Emerging from arduous interparty negotiations, Israeli Prime Minister-elect Ehud Barak has presented his nation — and a waiting world — with a rainbow coalition whose sweeping diversity may just be what it takes to revive the dormant Middle East peace process.
Following his landslide victory over Prime Minister Benjamin Netanyahu May 17, Mr. Barak spent six weeks coaxing and bargaining with a multitude of parties to gain the 61 seats necessary to claim a majority in Israel’s 120-member Parliament, the Knesset. At this point, Mr. Barak has managed to give himself a comfortable cushion with 75 seats.
With the July 8 deadline for forming a government looming, Mr. Barak clinched victory when he signed a coalition deal June 30 with the powerful ultra-Orthodox Shas, a dovish group that is the largest religious party and, with 17 seats, the third-largest party in Parliament. Some Labor Party members expressed dismay at having to share power with a party that has been accused of seeking to create a Jewish fundamentalist state. However, the pact has enabled Mr. Barak to exclude from the government the Likud bloc, whose hardline nationalist positions would have undermined the new leader’s declared aim of quickly reaching peace agreements with the Palestinians, Syria and Lebanon.

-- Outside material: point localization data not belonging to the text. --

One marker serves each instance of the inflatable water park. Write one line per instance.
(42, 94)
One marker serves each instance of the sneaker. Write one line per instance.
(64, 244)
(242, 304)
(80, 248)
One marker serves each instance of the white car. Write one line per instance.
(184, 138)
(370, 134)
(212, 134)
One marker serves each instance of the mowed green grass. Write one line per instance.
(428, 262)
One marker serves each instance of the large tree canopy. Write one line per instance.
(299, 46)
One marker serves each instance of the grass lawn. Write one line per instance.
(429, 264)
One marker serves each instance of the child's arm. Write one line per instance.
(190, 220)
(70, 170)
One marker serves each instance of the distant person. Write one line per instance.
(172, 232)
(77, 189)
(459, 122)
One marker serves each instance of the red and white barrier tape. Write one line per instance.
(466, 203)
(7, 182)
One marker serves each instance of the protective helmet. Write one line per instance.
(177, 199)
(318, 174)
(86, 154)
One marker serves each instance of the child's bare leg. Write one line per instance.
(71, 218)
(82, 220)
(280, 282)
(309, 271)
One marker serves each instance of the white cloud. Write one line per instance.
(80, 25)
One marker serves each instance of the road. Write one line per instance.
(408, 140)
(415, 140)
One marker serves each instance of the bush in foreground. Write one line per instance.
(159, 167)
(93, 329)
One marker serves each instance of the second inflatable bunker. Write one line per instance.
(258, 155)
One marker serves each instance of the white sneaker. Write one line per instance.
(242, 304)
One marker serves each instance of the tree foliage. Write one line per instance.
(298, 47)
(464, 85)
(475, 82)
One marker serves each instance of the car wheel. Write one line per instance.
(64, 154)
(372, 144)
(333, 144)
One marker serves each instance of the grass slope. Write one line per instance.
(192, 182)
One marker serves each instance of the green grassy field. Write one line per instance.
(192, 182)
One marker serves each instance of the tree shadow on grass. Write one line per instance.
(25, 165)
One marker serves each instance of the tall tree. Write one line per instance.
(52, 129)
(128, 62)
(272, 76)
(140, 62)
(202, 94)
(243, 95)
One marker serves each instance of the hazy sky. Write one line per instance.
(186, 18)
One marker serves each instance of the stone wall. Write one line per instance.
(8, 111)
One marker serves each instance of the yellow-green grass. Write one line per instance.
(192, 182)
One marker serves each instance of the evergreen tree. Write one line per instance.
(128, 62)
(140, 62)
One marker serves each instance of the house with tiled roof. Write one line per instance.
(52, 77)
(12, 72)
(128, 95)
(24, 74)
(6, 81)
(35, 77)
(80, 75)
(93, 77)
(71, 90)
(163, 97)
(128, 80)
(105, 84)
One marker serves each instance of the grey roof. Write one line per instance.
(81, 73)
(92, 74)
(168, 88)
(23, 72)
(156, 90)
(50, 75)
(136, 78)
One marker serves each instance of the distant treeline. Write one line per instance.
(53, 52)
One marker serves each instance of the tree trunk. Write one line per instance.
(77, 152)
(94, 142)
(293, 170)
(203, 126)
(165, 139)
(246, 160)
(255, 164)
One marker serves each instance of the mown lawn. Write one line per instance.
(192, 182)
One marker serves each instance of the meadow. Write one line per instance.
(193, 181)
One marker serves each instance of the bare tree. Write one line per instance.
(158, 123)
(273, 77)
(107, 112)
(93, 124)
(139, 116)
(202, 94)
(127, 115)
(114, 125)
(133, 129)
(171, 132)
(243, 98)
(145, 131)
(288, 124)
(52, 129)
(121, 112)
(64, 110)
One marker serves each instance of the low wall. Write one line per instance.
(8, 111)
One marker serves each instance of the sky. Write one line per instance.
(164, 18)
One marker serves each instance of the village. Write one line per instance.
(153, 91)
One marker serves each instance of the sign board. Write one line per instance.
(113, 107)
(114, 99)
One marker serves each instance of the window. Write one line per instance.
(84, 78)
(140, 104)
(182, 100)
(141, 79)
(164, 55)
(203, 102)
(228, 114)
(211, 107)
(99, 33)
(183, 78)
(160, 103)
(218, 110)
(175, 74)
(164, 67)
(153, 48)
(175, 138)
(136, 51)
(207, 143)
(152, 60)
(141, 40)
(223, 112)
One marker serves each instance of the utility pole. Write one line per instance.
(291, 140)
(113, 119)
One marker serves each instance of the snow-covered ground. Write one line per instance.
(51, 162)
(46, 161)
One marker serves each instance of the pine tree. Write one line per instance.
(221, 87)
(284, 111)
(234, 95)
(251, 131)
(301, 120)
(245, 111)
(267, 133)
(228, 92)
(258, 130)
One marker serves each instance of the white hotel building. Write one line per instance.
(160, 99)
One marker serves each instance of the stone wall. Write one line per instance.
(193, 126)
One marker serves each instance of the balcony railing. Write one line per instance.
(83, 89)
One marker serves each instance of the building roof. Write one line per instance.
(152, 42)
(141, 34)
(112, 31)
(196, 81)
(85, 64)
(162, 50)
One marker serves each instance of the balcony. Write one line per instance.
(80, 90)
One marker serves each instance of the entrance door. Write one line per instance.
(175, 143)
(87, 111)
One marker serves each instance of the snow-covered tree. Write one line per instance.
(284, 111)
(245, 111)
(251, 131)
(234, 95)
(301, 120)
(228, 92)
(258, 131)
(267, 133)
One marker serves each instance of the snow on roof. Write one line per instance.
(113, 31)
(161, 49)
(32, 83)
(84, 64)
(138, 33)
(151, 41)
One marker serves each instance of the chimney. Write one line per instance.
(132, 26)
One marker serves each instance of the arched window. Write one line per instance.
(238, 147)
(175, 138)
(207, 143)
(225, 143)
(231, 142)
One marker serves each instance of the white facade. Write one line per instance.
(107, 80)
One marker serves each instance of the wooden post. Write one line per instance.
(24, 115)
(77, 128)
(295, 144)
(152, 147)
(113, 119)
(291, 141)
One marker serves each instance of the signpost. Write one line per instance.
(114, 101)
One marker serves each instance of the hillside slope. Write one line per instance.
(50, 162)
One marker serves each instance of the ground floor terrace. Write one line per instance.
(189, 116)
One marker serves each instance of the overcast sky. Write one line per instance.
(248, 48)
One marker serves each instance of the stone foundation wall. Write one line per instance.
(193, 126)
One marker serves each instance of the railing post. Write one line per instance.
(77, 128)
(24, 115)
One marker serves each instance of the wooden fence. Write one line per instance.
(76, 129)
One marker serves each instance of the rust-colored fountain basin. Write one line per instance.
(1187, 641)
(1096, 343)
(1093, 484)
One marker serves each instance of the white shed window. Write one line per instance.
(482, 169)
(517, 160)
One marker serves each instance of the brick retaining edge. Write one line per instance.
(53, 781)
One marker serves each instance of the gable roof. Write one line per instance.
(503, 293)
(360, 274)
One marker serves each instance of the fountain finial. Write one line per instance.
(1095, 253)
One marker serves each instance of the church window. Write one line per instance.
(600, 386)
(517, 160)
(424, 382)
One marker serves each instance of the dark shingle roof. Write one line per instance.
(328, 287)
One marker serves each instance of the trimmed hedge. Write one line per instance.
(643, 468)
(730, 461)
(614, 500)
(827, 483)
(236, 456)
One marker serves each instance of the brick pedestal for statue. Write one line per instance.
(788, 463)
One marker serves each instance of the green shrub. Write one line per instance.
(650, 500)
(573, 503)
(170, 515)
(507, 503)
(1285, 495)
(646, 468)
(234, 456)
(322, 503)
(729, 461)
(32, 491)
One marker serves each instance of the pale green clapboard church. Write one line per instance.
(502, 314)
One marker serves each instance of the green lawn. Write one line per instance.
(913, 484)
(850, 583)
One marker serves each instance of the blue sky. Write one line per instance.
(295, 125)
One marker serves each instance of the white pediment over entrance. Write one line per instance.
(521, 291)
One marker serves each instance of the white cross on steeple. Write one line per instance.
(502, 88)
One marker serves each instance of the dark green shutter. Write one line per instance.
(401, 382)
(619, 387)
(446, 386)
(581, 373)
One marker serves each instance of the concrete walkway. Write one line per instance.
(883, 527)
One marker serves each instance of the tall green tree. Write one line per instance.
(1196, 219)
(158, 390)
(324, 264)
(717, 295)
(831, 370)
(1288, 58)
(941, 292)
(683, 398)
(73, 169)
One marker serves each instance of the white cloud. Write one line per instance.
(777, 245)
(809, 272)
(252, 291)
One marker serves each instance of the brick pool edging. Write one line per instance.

The phrase “strength in diversity” is a well-worn cliche, but it rings true when applied to the coalition Mr. Barak has cobbled together. The alliance, which now includes One Israel, the Center Party, Meretz, Israel B’Aliya, the Nationalist Religious Party and United Torah Judaism — and may grow yet further — represents virtually all segments of Israeli society. While the coalition is a mix of parties with contradictory policies and visions of how Israel should function, the government will be so large that no single bloc will be in a position to destabilize it or topple Mr. Barak. Moreover, while the coalition parties may share little in common, all have an interest in advancing the peace process.
The Israeli electorate’s overwhelming rejection of Mr. Netanyahu was a stinging indictment of reckless policies aimed at burying the peace process initiated by his Labor predecessors, the late Mr. Yitzhak Rabin and Mr. Shimon Peres. Mr. Barak was elected on the basis of his promise to get the peace process moving again. Although his government has yet to take power, the former general has wasted no time. Mr. Barak says he will push in coming weeks for legislation permitting enlargement of the Cabinet from 18 to 24 ministers, a move that will allow him to expand his coalition. With the support of up to 87 Knesset members, including 10 Israeli Arabs, Mr. Barak believes he can push through a final peace accord with the Palestinians that would likely include the granting of independence to much of the Gaza Strip and West Bank. Mr. Barak has also reached out to the Palestinians, calling Palestinian leader Yasser Arafat “an important and central partner in the diplomatic process,” and has pledged to meet with him soon. Mr. Arafat and the Palestinian Authority have reacted positively to Mr. Barak’s statement, and expressed hope that he will carry out the U.S.-brokered Wye River agreement, a West Bank land-for-security accord signed, but later reneged on, by Mr. Netanyahu.
To complete the circle of peace around Israel, Mr. Barak must also end the state of war that persists between his nation and its northern neighbors, Syria and Lebanon. Mr. Barak is said to believe that a deal with Syrian President Hafez Assad over the disputed Golan Heights can be made relatively quickly, and that reaching a peace agreement with Syria will be his new government’s first priority. Recent events have added muscle to such rumors. Although compliments are rare in the Middle East’s rancorous political environment, Mr. Assad extended a surprising gesture of friendship to Mr. Barak, calling him a “strong and honest man” who has a “real desire for peace.” Mr. Barak was equally magnanimous in return, praising the Syrian president for building a “strong, independent, self-confident country.” Reaching an accommodation with Damascus will enable Mr. Barak to fulfill his campaign promise to bring to an end Israel’s costly 21-year occupation of south Lebanon. While it will not be easy to reach agreements with Damascus and Beirut, Mr. Barak is confident enough to bet his political future that it can be done.
Obstacles remain on the road to peace. Recent events, however, suggest that both Israeli and Arab leaders realize that the benefits of peace far outweigh any gains won through conflict. This new thinking must remain the core of Israeli and Arab efforts to reach a comprehensive and just peace settlement.